N’étant pas conducteur de Tesla au quotidien, votre humble serviteur comprend assurément les inquiétudes que cela peut faire naître chez les propriétaires de Tesla qui se voient désormais contraints de partager ce confort acquis et aussi précieux qu’il est terriblement redoutable. À chacun des longs voyages que nous avons réalisé au volant d’une Tesla, nous avons toujours été impressionnés par la puissance des Superchargeurs, la facilité d’utilisation et la fiabilité de ces bornes. Par ailleurs, nous avons eu aussi l’occasion de constater que lors des départs en vacances, certaines stations sont d’ores et déjà embouteillées aux horaires des repas, ce qui peut renforcer l’inquiétude de voir débarquer des modèles concurrents (beaucoup) plus lents à la recharge et potentiellement mal garés.

Mais ces situations d’engorgement ne sont-elles pas finalement que saisonnières et ponctuelles ? Chaque fois que nous avons eu l’occasion d’observer ce qu’il se passe sur une station, la vitesse de charge est telle que nous voyons des conducteurs de Tesla se stationner, brancher la voiture, puis repartir 15 à 20 minutes plus tard.

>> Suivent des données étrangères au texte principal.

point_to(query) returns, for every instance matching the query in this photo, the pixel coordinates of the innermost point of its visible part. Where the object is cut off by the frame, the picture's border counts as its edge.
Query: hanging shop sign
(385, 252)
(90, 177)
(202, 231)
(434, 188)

Et puis, ne faut-il pas considérer aussi que ces nouveaux clients sont aussi un moyen pour Tesla de subventionner ses Superchargeurs et, sans doute, d’en étendre encore la densité. Pourquoi pas avec des sites de très haute volée à l’image de cette station du Mans qui utilise même des panneaux solaires pour collecter de l’énergie.

Quoi qu’il en soit, si Tesla a déjà bouleversé le marché du véhicule électrique, il semblerait que nous pouvons désormais compter sur la firme californienne pour donner un nouveau coup de pied dans la fourmilière et, on l’espère, motiver les opérateurs de réseau de charge à accélérer le déploiement de leurs stations. Car côté Ionity, pour ne citer qu’eux, aussi puissantes soient les recharges, nous avons un peu l’impression que le déploiement s’opère à la vitesse d’un escargot. La situation frôle le ridicule et le malaise est parfois palpable dans les constructeurs qui ont intégré le programme Ionity.

Si Tesla devait annoncer la généralisation de l’accès à tous ses Superchargeurs pour tout le monde, en l’état actuel des choses ce serait, selon notre point de vue très tranché, une véritable humiliation pour la concurrence.